A marcha genocida dos industriais com Bolsonaro e Guedes.

   Só um grau muito elevado de ingenuidade ou de má-fé, pode explicar a persistência, entre aqueles que se reivindicam de “esquerda”, do antigo discurso colocando em campos opostos o chamado “capital financeiro” (banqueiros, rentistas e especuladores) e o “capital produtivo” (indústria, agronegócio e serviços). Segundo eles, o primeiro, seria reacionário e entreguista, já o segundo, teria um perfil nacionalista e progressista.

     Faz sessenta anos que essa dicotomia, seguindo a tendência histórica do desenvolvimento capitalista, perdeu qualquer validade no Brasil. No final da década de 1950 se cristalizou uma aliança estratégica entre estes dois setores. Aliança que, sob os auspícios do imperialismo norte-americano, iria desaguar no golpe empresarial-militar de 1964.² A partir daí, a conjugação de interesses avançou, até chegarmos a perfeita simbiose atual entre os setores burgueses hegemonizados pelo capital financeiro.

     Não sobreviveu nenhum projeto nacional, democrático, desenvolvimentista, que esteja amparado em qualquer setor importante da burguesia brasileira.

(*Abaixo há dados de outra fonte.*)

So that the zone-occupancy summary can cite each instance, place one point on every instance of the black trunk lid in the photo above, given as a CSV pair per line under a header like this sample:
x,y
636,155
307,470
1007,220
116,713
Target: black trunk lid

O projeto hegemônico não contempla nada que não esteja inserido na associação, obviamente subalterna, com os ditames econômicos e políticos do imperialismo.

     Ao alinharem-se com a política do governo Bolsonaro, os industriais prosseguem no curso da aliança que fomentou o golpe de 1964. Sabedores de que, na atual fase do capitalismo, necessitam intensificar a exploração dos trabalhadores em níveis similares ao começo do século passado e que o exército reserva de mão-de-obra no Brasil excede em muito as necessidades empresariais³, não hesitaram em promover a marcha genocida sobre o STF, sob a batuta do presidente neofascista e do ministro representante do “Deus Mercado”.

     Nem com lupa se encontram vestígios de progressismo entre os industriais brasileiros, mas, por incrível que pareça, decorridos sessenta anos, ainda há quem insista nessa procura inútil.

   
¹ José Ricardo Roriz Coelho, da Abiplast (Associação Brasileira da Indústria de Plástico);
Fernando Valente Pimentel, da Abit (Associação Brasileira da Indústria Têxtil e de Confecção);
José Velloso Dias Cardoso, da Abimaq (Associação Brasileira da Indústria de Máquinas e Equipamentos);
Paulo Camilo Penna, presidente do Snic (Sindicato Nacional da Indústria do Cimento);
Elizabeth de Carvalhaes, da Interfarma (Associação da Indústria Farmacêutica de Pesquisa);
Synesio Batista da Costa, da Abrinq;
Haroldo Ferreira, da Abicalçados (Associação Brasileira da Indústria de Calçados);
Ciro Marino, da Abiquim (Associação Brasileira da Indústria Química);
José Jorge do Nascimento Junior, da Eletros (Associação Nacional de Fabricantes de Produtos Eletroeletrônicos);
José Rodrigues Martins, da CBIC (Câmara Brasileira da Indústria da Construção);
Reginaldo Arcuri, da FarmaBrasil;
José Augusto de Castro, da AEB (Associação de Comércio Exterior do Brasil);
Marco Polo de Mello Lopes, da Coalizão Indústria;
Humberto Barbato, da Abinee (Associação Brasileira da Indústria Elétrica e Eletrônica);
Um Representante da Anfavea.

² René Armand Dreifuss; 1964: A Conquista do Estado; p.93. “As associações de classe: As novas condições de desenvolvimento durante a década de cinquenta e o fato de os empresários multinacionais e associados haverem percebido os seus interesses comuns na modernização do país, assim como a necessidade do estabelecimento de canais apropriados para sua crescente penetração, estimularam a rápida expansão da estrutura associativa e a procura de novas formas de organização de interesses. (...)
   Três dos mais importantes focos de pressão política onde predominavam os interesses multinacionais e associados eram a então renovada Federação das Indústrias do Estado de São Paulo – FIESP, e sua organização idêntica CIESP, Centro das Indústrias do Estado de São Paulo (às quais estava ligado o fórum de debate Roberto Simonsen), a Federation of the American Chambers of Commerce do Brasil e o CONCLAP, Conselho Nacional das Classes Produtoras.”